Cómo llamar por teléfono sin sonar como un idiota
Aceptémoslo, en un mundo donde un mensaje de texto resuelve casi todo, marcarle a alguien puede sentirse como una misión espacial sin entrenamiento previo. De repente, la mano te suda, las palabras se te enredan en la lengua y la simple idea de escuchar un “bueno” te congela. ¿Por qué algo tan cotidiano se volvió tan complicado? No te preocupes, no eres el único que se siente así; la buena noticia es que cómo llamar por teléfono puede ser menos aterrador de lo que parece.
La crisis del “habla tú primero”
El primer gran obstáculo es decidir quién llama a quién. Luego viene el famoso “preámbulo” mental: ¿qué voy a decir?, ¿y si no contesta?, ¿o peor, y si sí contesta? Este pánico escénico telefónico es más común de lo que imaginamos. La tecnología nos ha dado el pretexto perfecto para evitar las interacciones directas, pero hay momentos en los que simplemente no hay de otra. No te martirices, es una habilidad que, como andar en bici, se recupera con un poco de práctica y una buena dosis de humor.
Cómo llamar por teléfono: el arte de la preparación
Antes de picarle al botón de llamada, tómate un respiro. Piensa rápidamente en el objetivo de tu llamada: ¿es para pedir un favor, para aclarar algo, para saludar? Tener claro el “para qué” es la mitad de la batalla ganada. Una pequeña lista mental de los puntos clave a tratar puede evitar esos silencios incómodos o que se te olvide lo importante. Si la llamada es a un negocio o servicio, ten a la mano cualquier dato relevante como número de cliente, referencia o RFC. Así evitas el “espéreme tantito” que te hace parecer que no sabes ni qué onda.
Navegando la conversación
Ya en la llamada, lo chido es ser claro y conciso. Evita darle muchas vueltas al asunto. Un buen inicio es presentarte y decir tu objetivo de forma directa pero amable. Por ejemplo: “Hola, soy [tu nombre], llamo para consultar sobre…” Esto ayuda a que la otra persona se ubique rápido. Si la plática se alarga, no temas guiarla de vuelta al tema principal. Y, por favor, evita el altavoz en lugares públicos, no es lo más agradable para los demás y puede que no se escuche bien.
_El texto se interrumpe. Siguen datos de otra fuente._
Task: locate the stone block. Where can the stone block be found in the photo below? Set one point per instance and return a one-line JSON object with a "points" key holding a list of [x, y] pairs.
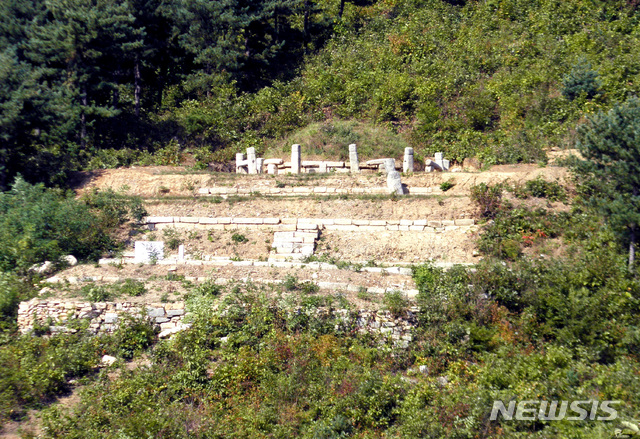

Cierra la llamada de manera educada. Un “gracias por tu tiempo” o “que tengas un buen día” siempre cae bien. Y si sentiste que lo hiciste bien, celébralo. Si no, no pasa nada, la siguiente vez será mejor. Al final, cómo llamar por teléfono es solo otra forma de comunicarnos, y con un poquito de práctica, esa timidez inicial se irá volando. Quién sabe, igual hasta le agarras el gusto a eso de las llamadas.